Saturday, June 13, 2009

Why make_immutable is recommended for Moose classes

Someone on perlmonks asked
Can you point me to a good explanation of why make_immutable is recommended?
And I realized in the documentation we really only say (in Moose::Manual::BestPractices)
making classes immutable speeds up a lot of things, most notably object construction.
So instead of burying my explanation deep inside Perlmonks I thought I would explain it here (and add to my Iron Man creds).

So, Moose metaclasses are built specifically so that they can be altered at any time from anywhere and still remain a valid and correct class. This is why there is no __PACKAGE__->finalize_class or similar type of method call required at the end of your Moose class definition.
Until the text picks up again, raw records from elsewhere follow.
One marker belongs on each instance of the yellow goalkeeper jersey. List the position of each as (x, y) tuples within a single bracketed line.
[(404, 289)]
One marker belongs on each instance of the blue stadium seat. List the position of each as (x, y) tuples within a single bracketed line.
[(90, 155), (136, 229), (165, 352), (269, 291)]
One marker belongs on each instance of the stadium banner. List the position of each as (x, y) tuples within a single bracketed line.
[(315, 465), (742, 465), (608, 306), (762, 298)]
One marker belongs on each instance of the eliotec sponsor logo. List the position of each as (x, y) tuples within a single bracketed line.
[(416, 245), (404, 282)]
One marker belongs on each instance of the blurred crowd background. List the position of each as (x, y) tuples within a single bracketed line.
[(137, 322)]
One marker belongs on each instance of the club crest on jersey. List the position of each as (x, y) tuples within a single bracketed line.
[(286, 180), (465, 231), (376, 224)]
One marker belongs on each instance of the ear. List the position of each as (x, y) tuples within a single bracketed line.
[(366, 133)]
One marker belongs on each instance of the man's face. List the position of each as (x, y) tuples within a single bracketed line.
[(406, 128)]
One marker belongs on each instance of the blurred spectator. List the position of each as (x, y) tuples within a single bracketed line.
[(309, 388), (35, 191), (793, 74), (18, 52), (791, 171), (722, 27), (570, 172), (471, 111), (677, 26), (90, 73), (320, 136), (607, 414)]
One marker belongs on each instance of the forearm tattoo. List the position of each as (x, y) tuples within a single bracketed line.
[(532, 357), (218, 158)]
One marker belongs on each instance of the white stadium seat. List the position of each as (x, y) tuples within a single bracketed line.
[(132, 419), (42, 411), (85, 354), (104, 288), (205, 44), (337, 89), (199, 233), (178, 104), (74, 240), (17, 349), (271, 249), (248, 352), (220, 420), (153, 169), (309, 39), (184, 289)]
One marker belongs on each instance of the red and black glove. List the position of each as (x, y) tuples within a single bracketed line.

But doing things this way does come at a price in that some of the meta-level calls can be very expensive.

For instance, if you wanted to know all the attributes supported by a class, you would need to collect all the local attributes, then visit each superclass (recursively) and collect all those attributes while being sure to skip all overridden attributes. This can get quite expensive and since we allow for you to, at any time, alter the inheritance structure or add/delete attributes via the MOP, this means we can not cache the results of that query (well we could cache it, but then we would have to have all sorts of extra code to check the cache and invalidate it, etc. etc.).

So what you are doing when you make a Moose class immutable, is actually saying "it is okay to cache things, I am not going to mess with the metaclass". At that point Moose takes the opportunity to memoize many of the MOP calls and install methods that throw exceptions when you try and alter the metaclass, effectively making the class read-only. However, this really only helps speed up calls to ->meta methods, so we also then take it one step further.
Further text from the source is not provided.